From quite early on in the pandemic, I've assumed that airborne transmission was highly likely (given that I'd heard about it in association with other diseases long before COVID-19 arrived), so I've always worn a mask from the outset. (Luckily, I also had a box of N95 masks that I'd been using as dust protection on industrial sites pre COVID-19.) Incidentally, my personal criteria for safe-distancing is based on the typical distance over which one could smell a smoker's cigarette smoke in that that smoke had been actually breathed out by the smoker. As most will know, a non-smoker can easily detect the presence of a smoker across a very large room without the need to set eye on him or her. *(Note, is not a recommendation, it's just what I do.)

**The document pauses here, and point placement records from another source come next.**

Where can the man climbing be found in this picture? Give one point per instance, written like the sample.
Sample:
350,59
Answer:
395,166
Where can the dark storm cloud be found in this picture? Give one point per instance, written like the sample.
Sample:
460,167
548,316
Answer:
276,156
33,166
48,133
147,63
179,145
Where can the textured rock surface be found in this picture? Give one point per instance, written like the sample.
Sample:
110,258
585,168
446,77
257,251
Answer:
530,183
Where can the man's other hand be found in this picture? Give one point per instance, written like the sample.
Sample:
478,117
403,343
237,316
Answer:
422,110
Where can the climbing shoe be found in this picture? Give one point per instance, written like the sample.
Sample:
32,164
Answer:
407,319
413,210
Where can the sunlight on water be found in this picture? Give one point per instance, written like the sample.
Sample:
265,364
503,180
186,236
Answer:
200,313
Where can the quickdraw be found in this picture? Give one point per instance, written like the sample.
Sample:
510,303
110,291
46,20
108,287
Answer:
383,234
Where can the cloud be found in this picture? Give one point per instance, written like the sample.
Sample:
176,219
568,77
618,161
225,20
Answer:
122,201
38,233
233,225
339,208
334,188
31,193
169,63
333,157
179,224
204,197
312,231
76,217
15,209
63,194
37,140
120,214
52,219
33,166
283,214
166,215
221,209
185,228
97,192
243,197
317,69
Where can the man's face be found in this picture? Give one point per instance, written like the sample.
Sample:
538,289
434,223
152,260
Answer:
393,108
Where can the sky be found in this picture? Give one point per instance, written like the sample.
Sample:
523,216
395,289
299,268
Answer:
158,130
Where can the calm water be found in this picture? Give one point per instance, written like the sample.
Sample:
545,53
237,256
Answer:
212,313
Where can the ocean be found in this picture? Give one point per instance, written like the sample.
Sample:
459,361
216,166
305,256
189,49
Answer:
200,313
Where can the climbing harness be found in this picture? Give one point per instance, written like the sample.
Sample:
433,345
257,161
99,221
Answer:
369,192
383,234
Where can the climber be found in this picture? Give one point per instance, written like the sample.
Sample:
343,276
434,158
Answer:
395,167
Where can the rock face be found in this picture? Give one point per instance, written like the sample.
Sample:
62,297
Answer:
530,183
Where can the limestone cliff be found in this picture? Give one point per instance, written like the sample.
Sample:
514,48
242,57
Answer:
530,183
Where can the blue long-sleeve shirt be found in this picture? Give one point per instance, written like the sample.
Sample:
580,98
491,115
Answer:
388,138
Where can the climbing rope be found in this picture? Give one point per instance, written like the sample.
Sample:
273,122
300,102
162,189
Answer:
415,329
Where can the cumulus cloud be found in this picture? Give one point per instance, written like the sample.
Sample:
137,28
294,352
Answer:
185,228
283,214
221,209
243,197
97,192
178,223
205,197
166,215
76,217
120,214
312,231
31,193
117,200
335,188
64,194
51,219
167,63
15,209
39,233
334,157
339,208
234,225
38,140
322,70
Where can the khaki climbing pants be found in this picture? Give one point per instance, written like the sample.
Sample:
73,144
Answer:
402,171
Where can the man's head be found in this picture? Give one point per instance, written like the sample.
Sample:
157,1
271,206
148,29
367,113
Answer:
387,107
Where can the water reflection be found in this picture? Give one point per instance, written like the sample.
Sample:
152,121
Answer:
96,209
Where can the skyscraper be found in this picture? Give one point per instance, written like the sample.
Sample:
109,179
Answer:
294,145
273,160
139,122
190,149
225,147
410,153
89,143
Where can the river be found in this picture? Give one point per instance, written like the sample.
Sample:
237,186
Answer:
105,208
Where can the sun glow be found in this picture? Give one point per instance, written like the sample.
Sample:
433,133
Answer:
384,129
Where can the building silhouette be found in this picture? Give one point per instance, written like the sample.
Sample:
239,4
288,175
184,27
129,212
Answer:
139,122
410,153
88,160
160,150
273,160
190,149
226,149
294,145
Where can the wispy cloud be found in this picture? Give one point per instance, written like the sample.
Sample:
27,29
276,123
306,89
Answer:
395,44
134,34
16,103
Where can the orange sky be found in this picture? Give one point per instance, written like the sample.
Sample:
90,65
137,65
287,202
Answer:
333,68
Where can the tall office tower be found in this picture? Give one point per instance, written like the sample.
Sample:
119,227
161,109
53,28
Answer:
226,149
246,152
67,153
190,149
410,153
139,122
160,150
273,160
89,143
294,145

With reference to your comment about me writing an essay on the subject, I must say that I don't consider myself sufficiently qualified to do so. Even though I'm passionate about the topic, I'm not a doctor so my criticisms of those responsible for the opioid/OxyContin epidemic are essentially limited to 'failures of process'. True, I do have some knowledge of the matter as early on, I was going to be a pharmacist and my better half works in the medical game, so I have understood the crux of the addiction problem long before OxyContin came along not to mention that I've also numerous books the matter.
Another reason I feel strongly about the need for institutions to maintain a continuity of ideas across multiple generations is that over the years I've been on various standards committees and I have written a few standards (albeit not in this area), so the need to maintain standards is well ingrained upon my psyche.
I'd add one final point, which is that earlier today I reread my posts here and to me they read as if they've been written with the zealotry of a reformed opioid addict! Very fortunately, I can assure you that this has never been the case.
BTW, I agree with your point that my comments here on HN will easily get lost in the noise. Unfortunately, I killed off my personal web pages some years so I've no personal blog at the moment but I've been thinking about bringing it back in the near future. Of course, others if they so wish can always point journalists and other interested parties to these links. Methinks, that seems like a good idea.